= Phil McCrea =

McCrea teaching photosynthesis in one of his Biology classes at New Trier.

Phil McCrea (1948–2016) was president of the National Association of Biology Teachers. He was a biology instructor who also published scholarly works, won the Illinois Outstanding Biology Teacher Award, and appeared on Oprah as an expert on household sanitation.

==Employment==
Phil McCrea was a biology teacher at New Trier High School in Northfield, Illinois and taught at The College of Lake County (CLC) in Grayslake, Illinois and at Mchenry Community College (MCC) in Crystal Lake, IL. He taught at New Trier starting in 1971, at CLC since 1995, and at MCC starting the summer of 2008. He won the outstanding part-time faculty award from the College of Lake County in 2006. At New Trier, he was a sponsor of the Biology Club as well as the Biology Coach for Science Olympiad.
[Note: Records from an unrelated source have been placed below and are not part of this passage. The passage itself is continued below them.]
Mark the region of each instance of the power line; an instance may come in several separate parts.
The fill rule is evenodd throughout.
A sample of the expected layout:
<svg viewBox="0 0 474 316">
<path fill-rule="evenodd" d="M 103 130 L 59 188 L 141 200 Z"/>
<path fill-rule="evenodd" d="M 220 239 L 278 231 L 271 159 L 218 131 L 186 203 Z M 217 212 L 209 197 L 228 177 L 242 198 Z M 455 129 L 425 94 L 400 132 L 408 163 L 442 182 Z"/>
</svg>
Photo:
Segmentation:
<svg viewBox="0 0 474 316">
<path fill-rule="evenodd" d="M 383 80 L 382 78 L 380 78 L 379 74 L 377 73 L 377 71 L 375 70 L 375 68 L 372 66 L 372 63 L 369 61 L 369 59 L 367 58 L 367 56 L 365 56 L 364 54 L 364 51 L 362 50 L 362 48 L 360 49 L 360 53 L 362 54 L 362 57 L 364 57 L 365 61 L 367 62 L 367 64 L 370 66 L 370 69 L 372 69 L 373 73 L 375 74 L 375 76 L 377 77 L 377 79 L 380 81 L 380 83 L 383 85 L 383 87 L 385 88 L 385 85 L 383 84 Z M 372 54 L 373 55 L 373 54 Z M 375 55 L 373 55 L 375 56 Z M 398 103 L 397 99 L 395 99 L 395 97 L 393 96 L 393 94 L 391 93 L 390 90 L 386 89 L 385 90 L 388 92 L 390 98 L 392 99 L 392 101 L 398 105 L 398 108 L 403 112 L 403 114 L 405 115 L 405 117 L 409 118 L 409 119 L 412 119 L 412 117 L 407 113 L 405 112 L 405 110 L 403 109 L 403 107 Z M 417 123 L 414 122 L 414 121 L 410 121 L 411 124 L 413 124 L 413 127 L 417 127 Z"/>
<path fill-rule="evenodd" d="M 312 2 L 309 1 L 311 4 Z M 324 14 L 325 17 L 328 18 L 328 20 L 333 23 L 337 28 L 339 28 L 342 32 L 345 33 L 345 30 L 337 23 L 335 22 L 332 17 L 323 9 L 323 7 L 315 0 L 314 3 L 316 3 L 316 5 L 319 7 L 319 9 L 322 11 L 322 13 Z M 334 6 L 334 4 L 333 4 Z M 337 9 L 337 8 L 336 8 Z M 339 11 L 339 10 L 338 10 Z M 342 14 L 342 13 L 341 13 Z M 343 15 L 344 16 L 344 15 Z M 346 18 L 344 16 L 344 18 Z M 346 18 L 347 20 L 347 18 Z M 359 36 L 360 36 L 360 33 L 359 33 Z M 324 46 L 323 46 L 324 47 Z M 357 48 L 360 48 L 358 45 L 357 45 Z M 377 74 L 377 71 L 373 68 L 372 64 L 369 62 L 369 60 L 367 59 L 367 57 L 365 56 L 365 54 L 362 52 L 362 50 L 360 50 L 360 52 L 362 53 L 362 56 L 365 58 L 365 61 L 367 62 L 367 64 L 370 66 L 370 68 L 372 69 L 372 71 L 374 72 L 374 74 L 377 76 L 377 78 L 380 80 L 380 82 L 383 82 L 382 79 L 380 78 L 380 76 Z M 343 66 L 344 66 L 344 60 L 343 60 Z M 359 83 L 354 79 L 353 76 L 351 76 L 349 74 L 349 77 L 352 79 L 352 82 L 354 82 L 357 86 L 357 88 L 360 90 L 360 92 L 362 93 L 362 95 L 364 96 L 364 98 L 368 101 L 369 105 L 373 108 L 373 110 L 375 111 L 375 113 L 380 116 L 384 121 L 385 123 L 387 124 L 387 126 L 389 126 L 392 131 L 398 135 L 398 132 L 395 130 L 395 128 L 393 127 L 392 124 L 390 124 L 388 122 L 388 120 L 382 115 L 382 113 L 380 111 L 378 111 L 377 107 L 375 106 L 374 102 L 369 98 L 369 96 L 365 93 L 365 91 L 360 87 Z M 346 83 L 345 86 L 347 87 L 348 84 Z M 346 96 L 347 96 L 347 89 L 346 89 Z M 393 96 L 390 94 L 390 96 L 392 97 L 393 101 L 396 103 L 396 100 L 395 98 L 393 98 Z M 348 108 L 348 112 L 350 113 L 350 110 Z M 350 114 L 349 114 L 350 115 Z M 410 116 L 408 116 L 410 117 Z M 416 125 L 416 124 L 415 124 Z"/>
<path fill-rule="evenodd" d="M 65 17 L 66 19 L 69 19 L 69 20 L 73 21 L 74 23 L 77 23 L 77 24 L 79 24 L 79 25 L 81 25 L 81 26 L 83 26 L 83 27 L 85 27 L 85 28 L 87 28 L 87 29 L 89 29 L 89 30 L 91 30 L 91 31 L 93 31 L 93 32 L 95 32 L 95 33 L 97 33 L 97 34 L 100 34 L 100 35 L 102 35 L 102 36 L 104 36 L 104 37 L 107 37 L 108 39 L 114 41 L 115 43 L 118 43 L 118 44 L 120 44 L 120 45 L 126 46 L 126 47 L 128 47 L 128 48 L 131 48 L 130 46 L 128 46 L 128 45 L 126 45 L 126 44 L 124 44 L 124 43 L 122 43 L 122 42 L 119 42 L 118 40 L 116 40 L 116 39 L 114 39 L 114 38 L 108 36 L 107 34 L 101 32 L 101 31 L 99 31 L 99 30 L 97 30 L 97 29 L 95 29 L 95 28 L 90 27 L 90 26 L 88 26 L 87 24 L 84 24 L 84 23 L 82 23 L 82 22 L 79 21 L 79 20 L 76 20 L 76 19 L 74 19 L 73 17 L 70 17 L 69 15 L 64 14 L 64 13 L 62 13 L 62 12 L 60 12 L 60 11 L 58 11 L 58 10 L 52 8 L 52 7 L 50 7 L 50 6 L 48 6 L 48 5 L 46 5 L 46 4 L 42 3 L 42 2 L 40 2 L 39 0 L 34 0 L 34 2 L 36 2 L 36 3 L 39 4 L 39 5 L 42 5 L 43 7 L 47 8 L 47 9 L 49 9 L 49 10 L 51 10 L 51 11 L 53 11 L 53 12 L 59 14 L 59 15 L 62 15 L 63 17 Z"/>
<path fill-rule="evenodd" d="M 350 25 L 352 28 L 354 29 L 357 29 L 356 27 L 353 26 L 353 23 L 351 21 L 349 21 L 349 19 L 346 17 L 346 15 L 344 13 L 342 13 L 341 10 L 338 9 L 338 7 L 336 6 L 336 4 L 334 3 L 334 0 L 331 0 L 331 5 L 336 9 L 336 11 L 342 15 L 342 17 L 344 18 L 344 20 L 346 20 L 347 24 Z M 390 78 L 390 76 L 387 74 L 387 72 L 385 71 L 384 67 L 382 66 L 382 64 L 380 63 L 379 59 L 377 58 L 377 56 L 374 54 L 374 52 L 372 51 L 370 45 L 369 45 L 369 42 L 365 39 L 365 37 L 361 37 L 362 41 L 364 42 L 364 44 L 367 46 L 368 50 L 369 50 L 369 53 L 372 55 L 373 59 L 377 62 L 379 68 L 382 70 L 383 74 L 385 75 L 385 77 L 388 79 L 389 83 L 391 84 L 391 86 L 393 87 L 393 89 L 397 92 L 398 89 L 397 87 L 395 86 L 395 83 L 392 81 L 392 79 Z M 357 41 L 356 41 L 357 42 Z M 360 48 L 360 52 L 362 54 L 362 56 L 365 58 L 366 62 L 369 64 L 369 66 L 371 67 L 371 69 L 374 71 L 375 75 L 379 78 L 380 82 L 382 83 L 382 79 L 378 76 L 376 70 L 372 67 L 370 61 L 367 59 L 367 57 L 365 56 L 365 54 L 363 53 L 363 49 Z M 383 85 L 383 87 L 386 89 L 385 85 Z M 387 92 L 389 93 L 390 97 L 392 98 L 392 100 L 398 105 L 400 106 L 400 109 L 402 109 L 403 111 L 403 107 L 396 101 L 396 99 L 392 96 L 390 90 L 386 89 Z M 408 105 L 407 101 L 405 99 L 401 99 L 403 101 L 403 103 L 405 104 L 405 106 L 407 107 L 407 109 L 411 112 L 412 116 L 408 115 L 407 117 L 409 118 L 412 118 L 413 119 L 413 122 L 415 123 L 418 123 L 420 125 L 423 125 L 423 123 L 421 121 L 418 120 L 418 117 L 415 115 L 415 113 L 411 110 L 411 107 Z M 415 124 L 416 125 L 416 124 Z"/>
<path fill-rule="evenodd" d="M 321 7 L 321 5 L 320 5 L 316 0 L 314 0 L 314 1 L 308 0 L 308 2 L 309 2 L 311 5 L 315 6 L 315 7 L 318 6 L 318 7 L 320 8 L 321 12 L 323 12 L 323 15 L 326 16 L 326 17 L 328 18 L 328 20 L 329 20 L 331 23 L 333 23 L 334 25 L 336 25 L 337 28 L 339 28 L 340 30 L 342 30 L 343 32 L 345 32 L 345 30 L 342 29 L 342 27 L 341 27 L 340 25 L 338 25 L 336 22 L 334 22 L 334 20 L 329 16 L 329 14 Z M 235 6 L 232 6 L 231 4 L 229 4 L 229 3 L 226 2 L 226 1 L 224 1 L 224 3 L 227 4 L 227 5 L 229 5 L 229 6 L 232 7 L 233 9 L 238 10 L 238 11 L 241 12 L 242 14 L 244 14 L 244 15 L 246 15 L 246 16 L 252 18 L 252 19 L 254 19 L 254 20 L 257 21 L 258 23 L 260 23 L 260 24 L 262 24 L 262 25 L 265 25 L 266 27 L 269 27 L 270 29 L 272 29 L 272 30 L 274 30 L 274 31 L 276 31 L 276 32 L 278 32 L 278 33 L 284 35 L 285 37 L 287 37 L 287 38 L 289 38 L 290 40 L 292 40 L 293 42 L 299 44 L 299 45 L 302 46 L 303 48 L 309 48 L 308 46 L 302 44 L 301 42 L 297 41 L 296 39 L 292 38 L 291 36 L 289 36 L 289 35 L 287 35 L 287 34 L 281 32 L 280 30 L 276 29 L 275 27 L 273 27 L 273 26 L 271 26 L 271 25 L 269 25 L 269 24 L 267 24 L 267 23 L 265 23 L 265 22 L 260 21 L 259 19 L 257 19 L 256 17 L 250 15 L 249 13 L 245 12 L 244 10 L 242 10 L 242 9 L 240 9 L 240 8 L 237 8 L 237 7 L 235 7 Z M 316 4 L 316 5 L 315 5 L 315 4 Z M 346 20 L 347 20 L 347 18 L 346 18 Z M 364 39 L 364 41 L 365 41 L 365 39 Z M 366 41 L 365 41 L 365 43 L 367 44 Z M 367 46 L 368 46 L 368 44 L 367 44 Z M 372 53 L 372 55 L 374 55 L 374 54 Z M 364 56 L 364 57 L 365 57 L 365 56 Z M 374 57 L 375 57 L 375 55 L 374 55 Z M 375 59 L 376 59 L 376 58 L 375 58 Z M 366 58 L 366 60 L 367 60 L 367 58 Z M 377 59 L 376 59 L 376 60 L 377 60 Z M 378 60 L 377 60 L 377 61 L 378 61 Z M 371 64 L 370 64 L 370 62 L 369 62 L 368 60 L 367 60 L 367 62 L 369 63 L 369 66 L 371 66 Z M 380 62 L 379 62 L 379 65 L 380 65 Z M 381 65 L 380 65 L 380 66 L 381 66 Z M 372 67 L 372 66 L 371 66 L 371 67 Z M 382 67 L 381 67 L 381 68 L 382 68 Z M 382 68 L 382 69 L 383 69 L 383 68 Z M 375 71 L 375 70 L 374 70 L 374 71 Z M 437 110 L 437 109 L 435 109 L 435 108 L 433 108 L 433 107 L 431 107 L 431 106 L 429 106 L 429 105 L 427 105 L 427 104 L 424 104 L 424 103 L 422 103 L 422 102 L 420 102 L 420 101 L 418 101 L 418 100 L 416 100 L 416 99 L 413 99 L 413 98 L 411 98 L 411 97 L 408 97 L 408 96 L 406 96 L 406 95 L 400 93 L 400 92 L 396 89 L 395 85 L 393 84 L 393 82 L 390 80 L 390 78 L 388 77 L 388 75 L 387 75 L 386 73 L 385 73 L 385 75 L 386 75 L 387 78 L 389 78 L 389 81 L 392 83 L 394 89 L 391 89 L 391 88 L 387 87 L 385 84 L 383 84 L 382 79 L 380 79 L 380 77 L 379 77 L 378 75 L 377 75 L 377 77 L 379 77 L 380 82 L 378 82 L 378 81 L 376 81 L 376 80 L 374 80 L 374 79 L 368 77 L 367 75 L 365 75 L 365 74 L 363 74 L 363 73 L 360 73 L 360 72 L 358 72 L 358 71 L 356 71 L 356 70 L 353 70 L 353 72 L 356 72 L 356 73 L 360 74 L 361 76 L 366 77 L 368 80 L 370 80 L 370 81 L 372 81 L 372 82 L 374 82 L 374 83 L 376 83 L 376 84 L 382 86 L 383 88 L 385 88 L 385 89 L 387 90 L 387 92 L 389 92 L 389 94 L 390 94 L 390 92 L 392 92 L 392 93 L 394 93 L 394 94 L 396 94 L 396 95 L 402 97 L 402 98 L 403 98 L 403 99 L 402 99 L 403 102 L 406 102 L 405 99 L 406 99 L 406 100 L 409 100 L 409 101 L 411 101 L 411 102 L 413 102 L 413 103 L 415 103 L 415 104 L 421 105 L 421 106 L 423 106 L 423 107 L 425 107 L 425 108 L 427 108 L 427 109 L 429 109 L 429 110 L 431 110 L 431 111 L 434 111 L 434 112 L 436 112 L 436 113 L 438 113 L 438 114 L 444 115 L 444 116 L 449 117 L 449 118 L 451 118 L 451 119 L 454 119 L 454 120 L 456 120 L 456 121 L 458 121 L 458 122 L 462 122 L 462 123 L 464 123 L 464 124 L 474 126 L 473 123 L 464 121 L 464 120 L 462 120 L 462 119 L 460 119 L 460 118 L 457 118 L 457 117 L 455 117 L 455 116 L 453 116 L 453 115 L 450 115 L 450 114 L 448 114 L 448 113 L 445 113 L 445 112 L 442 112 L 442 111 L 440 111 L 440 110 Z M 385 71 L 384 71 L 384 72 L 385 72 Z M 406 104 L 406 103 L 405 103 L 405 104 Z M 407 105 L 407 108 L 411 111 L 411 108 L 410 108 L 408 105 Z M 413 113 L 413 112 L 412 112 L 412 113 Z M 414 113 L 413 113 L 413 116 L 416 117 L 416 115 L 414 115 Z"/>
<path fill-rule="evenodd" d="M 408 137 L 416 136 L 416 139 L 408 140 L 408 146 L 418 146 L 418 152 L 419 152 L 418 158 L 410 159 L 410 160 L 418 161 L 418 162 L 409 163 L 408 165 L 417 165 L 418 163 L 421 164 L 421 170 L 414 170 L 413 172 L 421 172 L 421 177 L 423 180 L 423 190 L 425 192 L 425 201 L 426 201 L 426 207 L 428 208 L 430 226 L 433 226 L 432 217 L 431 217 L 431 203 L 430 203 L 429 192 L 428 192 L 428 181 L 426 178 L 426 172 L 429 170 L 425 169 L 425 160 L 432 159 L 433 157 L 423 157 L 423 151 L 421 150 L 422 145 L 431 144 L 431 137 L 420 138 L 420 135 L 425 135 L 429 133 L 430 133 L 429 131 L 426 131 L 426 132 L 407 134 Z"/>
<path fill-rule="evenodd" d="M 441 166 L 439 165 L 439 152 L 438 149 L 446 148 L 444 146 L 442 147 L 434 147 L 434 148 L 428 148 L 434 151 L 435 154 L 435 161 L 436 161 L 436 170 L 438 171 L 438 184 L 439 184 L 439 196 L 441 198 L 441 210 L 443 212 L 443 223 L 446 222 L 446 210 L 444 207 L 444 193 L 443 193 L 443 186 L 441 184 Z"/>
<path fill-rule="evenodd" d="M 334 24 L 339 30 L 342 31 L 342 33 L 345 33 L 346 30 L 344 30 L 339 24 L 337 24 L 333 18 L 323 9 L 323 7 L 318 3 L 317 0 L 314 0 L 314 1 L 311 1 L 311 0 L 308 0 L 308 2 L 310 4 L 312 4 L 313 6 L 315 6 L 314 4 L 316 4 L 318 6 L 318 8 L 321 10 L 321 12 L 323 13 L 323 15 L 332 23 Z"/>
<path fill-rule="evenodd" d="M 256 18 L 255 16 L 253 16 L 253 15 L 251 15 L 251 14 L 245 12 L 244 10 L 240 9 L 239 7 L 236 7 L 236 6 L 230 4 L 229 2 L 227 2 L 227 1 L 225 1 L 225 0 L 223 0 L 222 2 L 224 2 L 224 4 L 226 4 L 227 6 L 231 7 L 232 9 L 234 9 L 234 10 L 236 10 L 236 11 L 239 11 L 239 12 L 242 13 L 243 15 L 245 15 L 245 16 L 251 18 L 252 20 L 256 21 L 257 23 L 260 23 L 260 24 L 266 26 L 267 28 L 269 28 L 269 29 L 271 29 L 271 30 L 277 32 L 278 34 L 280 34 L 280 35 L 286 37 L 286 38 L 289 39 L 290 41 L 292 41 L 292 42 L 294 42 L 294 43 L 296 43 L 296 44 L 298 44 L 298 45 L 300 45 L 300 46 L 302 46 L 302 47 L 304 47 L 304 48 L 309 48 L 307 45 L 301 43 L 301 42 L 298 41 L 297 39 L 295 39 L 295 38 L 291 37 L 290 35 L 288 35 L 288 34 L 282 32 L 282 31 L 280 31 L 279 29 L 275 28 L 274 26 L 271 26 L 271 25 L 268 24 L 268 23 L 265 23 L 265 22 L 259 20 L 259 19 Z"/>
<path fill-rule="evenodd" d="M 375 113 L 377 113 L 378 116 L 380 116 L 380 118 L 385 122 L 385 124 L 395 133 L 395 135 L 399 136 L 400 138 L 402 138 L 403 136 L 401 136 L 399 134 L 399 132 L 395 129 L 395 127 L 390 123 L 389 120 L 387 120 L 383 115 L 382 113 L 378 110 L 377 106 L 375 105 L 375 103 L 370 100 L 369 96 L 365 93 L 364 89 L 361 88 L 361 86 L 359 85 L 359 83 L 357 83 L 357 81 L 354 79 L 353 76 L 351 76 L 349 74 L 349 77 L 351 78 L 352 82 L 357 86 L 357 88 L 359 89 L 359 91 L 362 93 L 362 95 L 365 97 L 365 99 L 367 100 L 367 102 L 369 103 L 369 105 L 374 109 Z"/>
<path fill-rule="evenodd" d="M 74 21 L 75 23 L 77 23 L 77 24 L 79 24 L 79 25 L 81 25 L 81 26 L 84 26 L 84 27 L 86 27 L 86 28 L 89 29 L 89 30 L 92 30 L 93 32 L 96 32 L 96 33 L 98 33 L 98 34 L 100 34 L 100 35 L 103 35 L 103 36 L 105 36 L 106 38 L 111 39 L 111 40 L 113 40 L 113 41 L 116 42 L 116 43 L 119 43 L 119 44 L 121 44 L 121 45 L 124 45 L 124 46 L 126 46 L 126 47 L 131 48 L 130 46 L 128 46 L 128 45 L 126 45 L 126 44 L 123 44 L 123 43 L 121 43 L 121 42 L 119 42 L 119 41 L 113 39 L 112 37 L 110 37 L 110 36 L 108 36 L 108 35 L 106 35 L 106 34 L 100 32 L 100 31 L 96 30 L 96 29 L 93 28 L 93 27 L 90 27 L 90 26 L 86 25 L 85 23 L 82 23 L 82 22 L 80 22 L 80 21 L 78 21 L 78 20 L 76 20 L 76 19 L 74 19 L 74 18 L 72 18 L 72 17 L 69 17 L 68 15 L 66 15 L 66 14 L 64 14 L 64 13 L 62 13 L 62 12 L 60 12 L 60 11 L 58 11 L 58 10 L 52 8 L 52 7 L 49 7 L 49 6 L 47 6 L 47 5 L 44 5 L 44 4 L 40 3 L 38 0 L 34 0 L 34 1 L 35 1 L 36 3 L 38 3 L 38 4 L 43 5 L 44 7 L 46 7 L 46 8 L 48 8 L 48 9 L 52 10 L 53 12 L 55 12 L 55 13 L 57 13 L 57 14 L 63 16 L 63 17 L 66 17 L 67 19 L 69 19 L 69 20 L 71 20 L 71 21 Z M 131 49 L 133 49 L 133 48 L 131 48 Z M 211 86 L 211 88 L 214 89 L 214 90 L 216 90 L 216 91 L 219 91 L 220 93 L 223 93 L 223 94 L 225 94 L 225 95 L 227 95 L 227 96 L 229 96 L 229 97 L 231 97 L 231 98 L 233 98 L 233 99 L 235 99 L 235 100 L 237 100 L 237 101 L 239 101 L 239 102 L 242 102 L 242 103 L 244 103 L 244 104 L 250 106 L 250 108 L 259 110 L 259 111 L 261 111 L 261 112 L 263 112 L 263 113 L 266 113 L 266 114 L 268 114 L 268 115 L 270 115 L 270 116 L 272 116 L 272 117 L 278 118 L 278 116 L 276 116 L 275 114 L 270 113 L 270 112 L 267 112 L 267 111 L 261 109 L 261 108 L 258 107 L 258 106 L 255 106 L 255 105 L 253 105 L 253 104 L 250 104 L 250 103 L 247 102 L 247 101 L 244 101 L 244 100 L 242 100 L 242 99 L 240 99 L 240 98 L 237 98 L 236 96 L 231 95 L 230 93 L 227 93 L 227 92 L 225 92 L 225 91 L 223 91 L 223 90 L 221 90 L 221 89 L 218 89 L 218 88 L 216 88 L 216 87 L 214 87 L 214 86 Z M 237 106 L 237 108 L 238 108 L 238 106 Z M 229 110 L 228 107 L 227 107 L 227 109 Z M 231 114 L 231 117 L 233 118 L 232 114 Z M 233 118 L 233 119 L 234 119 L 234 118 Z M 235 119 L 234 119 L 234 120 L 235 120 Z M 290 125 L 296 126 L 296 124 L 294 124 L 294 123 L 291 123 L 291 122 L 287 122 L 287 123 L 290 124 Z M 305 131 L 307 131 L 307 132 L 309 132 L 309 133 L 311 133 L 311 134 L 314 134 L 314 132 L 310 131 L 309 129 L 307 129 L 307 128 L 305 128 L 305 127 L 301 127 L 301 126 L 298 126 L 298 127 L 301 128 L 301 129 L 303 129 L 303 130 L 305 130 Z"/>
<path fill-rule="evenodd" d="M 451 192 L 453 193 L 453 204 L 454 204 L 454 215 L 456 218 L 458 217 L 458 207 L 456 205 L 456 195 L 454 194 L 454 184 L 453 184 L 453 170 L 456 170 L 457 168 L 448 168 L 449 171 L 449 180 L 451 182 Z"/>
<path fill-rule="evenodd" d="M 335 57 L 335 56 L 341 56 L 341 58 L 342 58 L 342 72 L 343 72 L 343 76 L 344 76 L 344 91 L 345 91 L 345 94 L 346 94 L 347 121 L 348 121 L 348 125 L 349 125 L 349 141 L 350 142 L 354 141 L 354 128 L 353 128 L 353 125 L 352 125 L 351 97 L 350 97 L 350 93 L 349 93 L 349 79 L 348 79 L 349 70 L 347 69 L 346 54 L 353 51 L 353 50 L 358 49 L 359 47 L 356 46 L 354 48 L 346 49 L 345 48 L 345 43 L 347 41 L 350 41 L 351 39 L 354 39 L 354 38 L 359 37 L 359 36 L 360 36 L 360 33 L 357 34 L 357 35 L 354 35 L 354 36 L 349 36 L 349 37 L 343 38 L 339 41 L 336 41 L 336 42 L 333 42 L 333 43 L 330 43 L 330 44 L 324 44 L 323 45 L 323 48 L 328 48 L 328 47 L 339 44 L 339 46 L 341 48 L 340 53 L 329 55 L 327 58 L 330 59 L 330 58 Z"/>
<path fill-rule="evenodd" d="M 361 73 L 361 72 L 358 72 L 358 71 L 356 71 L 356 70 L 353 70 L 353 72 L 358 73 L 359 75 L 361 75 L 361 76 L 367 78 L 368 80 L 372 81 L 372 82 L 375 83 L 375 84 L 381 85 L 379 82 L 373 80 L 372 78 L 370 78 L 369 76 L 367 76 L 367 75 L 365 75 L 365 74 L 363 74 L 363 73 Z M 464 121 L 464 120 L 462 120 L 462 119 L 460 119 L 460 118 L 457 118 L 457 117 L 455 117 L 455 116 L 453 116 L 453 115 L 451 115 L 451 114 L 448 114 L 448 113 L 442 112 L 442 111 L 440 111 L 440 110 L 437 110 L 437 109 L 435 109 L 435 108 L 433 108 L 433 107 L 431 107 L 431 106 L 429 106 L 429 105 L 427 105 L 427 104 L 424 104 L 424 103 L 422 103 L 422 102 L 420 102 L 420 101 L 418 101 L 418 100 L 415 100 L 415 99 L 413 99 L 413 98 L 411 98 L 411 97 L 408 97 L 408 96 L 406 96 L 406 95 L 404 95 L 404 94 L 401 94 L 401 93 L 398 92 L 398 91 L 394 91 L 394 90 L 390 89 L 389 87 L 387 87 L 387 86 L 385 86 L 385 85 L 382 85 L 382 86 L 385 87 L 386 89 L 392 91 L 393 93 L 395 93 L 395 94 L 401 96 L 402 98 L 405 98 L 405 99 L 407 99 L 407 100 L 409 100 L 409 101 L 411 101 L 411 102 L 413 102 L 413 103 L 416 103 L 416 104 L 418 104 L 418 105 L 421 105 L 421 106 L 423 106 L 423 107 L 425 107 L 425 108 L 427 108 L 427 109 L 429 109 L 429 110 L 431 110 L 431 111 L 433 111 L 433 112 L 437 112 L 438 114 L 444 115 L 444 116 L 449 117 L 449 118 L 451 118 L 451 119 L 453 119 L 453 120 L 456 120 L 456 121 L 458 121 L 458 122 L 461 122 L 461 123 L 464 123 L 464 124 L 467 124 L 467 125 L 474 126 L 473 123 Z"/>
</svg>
==Educational background==
Phil McCrea received his bachelor's degree in Science from the University of Illinois Chicago (UIC) in 1970, and also received his master's degree in Behavioral Genetics in 1974 from UIC.

==Awards and honors==
Phil McCrea was the President of the National Association of Biology Teachers in 2000. He was also the Executive secretary and Treasurer of the Illinois Association of Biology Teachers since 1981 In 1980 he won the Outstanding Biology Teacher Award for Illinois. Furthermore, he was a member of the Council of Scientific Society Presidents from 1999 to 2001.

==Oprah==
Another claim to fame was his appearance on The Oprah Winfrey Show in 1997. He was invited as a biologist to comment about household sanitation issues. The theme of the episode was "Things to Get Rid Of." Phil commented on items such as mascara brushes and makeup sponges that were a breeding ground for bacteria.

==Other interests==
McCrea was also an accomplished folk-style guitar player, and had a deep soothing voice with which he sang songs about evolution and DNA to his classes. He had a talent for making art as well and designed a spa-like window for his home and tile designs on his kitchen floor. He also enjoyed working in wood, cutting and painting yard ornaments, and highlighting displays of furniture and appliances.